Around the world, the growing distance between people and plants has coincided with a global increase in 'plant awareness disparity' or 'plant blindness' - the inability to notice, understand and appreciate the plants in one's own environment. Plants make up the majority of life on Earth and foundational to life-giving and sustaining processes upon which humanity depends. It is not possible to facilitate sustainable development or build resiliency to climate change without increasing awareness, understanding and appreciation of plants. Ongoing research in the Cayman Islands is exploring the relationship between traditional environmental knowledge (TEK) and plant (non)awareness, the interlinkages between plant awareness, nature-connectedness and sustainable behaviours, and the potential role of TEK in efforts to increase plant awareness.

11:00
Presentation Format: 
Oral (in-person)
Author(s):
Spadola
, Loup - CNRS
Granjon
, Ludovic - CNRS
Odonne
, Guillaume - CNRS

Databases have been proposed as tools to protect local knowledge of biodiversity and to foster its repatriation to the original knowledge holders, however, the technical challenges are many. We designed the BDEthno as a way for storing ethnobotanical data available from literature, covering all plant uses and vernacular names in French Guiana.

The use report is the central entity of the database, linking, for a given bibliographic reference, a Linnaean species, its use(s) and its local name(s) in a considered cultural group, completed, if available, by the plant part(s) used and herbarium vouchers.

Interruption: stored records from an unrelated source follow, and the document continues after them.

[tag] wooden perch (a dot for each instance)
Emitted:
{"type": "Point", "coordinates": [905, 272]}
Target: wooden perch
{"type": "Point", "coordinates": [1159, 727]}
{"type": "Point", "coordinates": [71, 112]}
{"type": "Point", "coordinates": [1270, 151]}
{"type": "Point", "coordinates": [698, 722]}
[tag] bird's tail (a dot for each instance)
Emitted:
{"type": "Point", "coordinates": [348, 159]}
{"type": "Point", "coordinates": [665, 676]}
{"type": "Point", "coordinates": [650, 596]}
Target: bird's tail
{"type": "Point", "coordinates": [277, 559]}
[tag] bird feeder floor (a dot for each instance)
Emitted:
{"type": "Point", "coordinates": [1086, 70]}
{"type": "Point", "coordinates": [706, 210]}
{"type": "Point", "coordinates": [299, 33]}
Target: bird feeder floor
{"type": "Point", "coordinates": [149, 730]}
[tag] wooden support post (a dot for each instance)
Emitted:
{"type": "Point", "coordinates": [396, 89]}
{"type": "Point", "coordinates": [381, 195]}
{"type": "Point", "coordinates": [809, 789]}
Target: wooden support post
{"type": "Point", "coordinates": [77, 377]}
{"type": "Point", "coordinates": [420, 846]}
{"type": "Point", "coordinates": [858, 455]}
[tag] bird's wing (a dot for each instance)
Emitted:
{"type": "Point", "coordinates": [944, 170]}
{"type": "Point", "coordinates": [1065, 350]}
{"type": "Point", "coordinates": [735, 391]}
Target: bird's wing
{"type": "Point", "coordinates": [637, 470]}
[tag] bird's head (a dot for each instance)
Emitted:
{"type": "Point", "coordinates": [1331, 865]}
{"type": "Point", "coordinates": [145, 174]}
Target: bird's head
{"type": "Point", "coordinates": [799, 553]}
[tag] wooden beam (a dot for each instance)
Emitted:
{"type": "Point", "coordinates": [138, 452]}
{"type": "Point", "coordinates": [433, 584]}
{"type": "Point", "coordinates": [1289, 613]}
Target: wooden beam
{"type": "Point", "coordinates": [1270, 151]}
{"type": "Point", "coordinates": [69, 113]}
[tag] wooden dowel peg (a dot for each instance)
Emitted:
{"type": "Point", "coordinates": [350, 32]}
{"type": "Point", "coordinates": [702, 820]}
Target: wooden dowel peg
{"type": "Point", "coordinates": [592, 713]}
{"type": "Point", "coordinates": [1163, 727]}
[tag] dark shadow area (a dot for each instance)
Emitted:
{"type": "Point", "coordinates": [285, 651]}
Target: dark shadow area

The project uses open source software PostgreSQL and LibreOffice Base to manage data, and the data model has been debated with experts to fit to ethnobotanical requirements. It is thought to be replicable and reusable by those wishing to protect local knowledge, and It might be the first step towards a larger-scale database network project.

11:15
Presentation Format: 
Oral (in-person)
Author(s):
Walshaw
, Sarah - Simon Fraser University

Ethnobiology offers rich opportunities to study teaching and learning, and contribute to the broader experience in knowledge exchange. In 2019, Simon Fraser University's Institute for the Study of Teaching and Learning (ISTLD) pioneered a project studying the conditions for well-being in learning environments, targetting social connectivity, civic engagement, optimal challenge, and personal development, among other measures. Here I present the findings from one such study, conducted across several cohorts of classes in food history and African history. While anectodal evidence suggested that instructor food sharing led to students feeling strongly that the instructor cared about them, the target in the study cohorts was student food sharing. Did student sharing lead to increased social connection? And, beyond eating, can learning from other students through restaurant reviews, experimental cooking, and reporting "Food in the News" impact student well-being? I end by reflecting on unique contributions that ethnobiologists can make to the field of teaching and learning.